Because I’m going to tell it straight out: A man who delivers elven crafted toys around the world in a single night, riding a sleigh with flying reindeer that must fly faster than the speed of light, who also lives at the North Pole, is much easier to believe than the concept of an omnipotent being that exists outside time and space and created us all.
And now for something completely different.
Well two things really.
The first is another Facebook post from one of my friends about how when she was a kid she always figured she would be normal when she grew up. This got me to thinking…I was the same way. When I was a child, I didn’t relate well to others. It seemed like I was about three steps ahead of most of the people around me which was probably a result of my mother not putting me in gifted classes in kindergarten, for which I am grateful for the social skills I did develop. I am, and always have been an introvert. As a general rule, I don’t talk to strangers, and sometimes I don’t even talk to people I know when I seem them in every day settings. The friends I have made are more like family to me, brothers and sisters who chose each other…which is also an oddity of my life and something else that sets me apart. There are a laundry list of things I could natter on about, but you get the point…I am FAR from “normal”.

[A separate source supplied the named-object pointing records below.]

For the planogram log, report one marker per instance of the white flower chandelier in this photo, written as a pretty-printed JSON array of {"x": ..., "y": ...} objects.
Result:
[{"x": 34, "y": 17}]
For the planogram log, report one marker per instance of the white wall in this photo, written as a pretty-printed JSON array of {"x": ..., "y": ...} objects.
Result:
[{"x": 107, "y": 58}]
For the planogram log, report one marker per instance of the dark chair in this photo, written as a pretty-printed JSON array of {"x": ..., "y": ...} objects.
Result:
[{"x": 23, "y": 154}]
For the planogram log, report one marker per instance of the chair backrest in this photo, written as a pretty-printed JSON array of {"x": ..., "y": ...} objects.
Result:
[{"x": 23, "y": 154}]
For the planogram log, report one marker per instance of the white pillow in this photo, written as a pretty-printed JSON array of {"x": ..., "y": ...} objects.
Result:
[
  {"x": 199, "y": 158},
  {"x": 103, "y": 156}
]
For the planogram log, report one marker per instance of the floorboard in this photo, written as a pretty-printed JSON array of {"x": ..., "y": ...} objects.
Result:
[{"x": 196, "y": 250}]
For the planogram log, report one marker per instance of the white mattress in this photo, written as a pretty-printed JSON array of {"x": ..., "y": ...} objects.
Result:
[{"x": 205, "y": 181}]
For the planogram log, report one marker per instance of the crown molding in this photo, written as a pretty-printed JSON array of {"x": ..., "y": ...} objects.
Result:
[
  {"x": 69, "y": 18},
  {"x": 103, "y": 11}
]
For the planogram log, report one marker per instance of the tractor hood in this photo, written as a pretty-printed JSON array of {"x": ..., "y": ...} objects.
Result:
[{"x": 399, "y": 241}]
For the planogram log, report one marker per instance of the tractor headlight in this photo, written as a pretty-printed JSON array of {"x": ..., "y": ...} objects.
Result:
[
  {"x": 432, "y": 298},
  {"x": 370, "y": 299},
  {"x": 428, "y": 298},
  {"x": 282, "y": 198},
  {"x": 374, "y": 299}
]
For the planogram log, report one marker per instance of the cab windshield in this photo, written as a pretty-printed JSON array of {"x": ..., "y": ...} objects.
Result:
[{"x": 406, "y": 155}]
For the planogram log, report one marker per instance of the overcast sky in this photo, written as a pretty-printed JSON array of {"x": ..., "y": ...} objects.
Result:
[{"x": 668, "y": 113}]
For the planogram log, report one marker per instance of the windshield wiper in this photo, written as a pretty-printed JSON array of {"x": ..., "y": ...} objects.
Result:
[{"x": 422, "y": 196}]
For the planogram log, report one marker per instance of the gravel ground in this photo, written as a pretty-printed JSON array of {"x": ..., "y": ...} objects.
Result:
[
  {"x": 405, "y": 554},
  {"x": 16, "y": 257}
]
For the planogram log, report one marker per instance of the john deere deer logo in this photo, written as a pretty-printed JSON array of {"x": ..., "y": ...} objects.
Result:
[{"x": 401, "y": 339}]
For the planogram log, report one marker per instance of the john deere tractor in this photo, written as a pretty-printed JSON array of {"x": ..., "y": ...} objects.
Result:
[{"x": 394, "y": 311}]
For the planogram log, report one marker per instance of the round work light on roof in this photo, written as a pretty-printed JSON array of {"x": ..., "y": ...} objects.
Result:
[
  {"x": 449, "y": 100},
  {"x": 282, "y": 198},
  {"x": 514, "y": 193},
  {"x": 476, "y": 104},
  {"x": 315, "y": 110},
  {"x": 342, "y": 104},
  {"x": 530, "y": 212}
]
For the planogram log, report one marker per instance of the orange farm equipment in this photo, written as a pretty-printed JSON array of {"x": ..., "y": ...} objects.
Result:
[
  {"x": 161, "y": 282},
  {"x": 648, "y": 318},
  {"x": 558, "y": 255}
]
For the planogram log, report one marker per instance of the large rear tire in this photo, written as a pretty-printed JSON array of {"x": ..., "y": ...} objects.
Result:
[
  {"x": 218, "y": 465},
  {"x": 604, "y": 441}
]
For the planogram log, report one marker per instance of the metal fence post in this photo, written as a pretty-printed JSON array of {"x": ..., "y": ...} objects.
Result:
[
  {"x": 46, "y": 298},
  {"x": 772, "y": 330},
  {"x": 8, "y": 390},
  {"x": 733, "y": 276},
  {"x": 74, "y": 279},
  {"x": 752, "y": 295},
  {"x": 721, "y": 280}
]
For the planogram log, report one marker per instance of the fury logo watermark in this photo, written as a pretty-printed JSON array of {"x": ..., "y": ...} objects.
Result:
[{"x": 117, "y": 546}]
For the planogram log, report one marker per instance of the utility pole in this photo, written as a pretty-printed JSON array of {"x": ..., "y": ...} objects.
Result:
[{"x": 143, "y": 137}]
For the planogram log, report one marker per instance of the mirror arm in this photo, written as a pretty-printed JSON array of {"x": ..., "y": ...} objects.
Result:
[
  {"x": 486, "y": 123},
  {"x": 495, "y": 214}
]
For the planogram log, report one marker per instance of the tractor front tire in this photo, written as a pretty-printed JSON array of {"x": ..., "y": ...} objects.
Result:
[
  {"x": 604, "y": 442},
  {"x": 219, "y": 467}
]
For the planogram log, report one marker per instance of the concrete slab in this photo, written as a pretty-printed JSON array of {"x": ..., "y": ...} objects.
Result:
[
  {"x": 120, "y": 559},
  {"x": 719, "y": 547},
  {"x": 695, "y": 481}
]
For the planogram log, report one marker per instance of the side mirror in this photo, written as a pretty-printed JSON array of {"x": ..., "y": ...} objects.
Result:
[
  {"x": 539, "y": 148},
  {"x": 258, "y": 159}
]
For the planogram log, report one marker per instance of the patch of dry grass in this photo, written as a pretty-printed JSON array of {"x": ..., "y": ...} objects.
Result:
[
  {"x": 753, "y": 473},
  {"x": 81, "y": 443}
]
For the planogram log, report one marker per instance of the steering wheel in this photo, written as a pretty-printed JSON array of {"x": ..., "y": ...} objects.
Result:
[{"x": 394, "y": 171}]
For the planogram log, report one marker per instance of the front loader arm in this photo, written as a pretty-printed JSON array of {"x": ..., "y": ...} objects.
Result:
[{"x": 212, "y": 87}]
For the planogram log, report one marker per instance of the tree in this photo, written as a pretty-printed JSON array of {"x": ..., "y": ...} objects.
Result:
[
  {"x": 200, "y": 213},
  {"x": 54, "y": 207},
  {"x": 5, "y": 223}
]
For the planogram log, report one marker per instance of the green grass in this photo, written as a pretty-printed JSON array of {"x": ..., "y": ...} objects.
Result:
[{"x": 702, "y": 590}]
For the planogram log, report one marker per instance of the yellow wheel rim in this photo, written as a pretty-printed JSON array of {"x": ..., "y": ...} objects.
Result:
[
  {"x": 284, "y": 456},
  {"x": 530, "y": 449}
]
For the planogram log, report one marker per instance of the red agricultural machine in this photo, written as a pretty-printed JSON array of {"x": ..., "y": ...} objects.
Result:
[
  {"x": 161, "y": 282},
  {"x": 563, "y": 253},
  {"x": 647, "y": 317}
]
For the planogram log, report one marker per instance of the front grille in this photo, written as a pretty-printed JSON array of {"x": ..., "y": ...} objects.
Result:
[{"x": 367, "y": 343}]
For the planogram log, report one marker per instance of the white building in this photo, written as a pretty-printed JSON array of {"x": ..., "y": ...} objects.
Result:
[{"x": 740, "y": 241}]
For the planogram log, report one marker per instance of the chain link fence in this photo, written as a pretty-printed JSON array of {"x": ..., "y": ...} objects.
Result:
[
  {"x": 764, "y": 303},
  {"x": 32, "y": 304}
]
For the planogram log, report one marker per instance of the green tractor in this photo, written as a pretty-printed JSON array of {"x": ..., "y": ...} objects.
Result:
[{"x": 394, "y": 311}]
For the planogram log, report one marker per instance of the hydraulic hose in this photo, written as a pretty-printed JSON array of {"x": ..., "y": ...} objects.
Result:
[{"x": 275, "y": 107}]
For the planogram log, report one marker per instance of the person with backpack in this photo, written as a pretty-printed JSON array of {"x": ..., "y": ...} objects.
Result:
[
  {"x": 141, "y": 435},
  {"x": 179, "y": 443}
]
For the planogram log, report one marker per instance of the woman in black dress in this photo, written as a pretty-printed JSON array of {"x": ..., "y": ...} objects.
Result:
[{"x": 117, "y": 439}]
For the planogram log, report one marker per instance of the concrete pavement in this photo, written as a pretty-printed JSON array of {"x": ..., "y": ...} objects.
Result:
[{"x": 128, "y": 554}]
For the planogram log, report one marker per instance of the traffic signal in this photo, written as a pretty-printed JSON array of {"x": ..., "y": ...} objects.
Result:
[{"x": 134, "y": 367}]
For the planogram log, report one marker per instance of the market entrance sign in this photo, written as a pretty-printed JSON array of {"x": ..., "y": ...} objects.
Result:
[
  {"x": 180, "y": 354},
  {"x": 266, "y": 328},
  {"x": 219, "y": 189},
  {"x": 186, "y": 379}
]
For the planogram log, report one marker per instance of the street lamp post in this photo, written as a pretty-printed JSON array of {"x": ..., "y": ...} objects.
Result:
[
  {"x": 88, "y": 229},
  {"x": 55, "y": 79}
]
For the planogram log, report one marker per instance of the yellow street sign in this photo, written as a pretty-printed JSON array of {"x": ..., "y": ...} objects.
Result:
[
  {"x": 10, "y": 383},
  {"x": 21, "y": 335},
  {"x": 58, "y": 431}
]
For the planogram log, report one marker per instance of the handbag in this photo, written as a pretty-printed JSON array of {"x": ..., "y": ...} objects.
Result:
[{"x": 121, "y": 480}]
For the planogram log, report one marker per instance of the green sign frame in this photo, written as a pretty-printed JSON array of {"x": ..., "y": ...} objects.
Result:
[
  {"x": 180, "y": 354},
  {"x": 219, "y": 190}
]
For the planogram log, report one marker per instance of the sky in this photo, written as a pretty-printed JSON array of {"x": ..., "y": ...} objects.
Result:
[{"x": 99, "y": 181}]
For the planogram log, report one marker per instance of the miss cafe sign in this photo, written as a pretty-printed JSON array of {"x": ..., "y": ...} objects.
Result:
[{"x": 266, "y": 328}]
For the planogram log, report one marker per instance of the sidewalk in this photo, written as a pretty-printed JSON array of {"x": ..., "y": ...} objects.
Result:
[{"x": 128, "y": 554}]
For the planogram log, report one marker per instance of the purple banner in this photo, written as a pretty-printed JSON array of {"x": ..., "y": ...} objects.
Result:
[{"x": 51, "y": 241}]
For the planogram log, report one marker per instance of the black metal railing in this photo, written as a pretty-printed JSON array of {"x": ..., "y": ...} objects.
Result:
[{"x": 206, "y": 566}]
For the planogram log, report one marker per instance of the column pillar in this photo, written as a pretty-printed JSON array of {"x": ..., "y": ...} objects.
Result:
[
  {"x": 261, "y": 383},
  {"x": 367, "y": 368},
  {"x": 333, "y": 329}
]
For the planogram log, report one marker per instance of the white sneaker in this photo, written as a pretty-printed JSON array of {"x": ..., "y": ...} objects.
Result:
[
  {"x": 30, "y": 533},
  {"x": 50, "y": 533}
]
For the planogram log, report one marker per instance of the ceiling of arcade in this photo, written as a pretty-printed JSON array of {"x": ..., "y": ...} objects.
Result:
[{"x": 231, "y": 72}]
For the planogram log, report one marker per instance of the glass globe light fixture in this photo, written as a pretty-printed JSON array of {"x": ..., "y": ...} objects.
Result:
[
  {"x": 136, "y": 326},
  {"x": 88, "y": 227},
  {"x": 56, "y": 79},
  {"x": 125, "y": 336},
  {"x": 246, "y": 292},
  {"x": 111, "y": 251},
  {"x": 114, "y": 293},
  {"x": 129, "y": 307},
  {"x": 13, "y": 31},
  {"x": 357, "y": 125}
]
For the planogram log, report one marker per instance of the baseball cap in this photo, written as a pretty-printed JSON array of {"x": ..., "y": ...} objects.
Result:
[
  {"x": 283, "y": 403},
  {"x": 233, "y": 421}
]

But I have to ask you this…who really wants to be?
Most people do, but not because they are unhappy with themselves or their weirdness. It’s more like they don’t want to be the ugly duckling, or the black sheep. But what we’ve got to realize is there aren’t any pretty ducks, or white sheep. Everyone who is so called “normal” is just hiding their weirdness. They aren’t as open or comfortable about it, or it’s not something that comes up in every day conversation.
In this scenario, “normal” is cake.
And as we know…the cake is always a lie!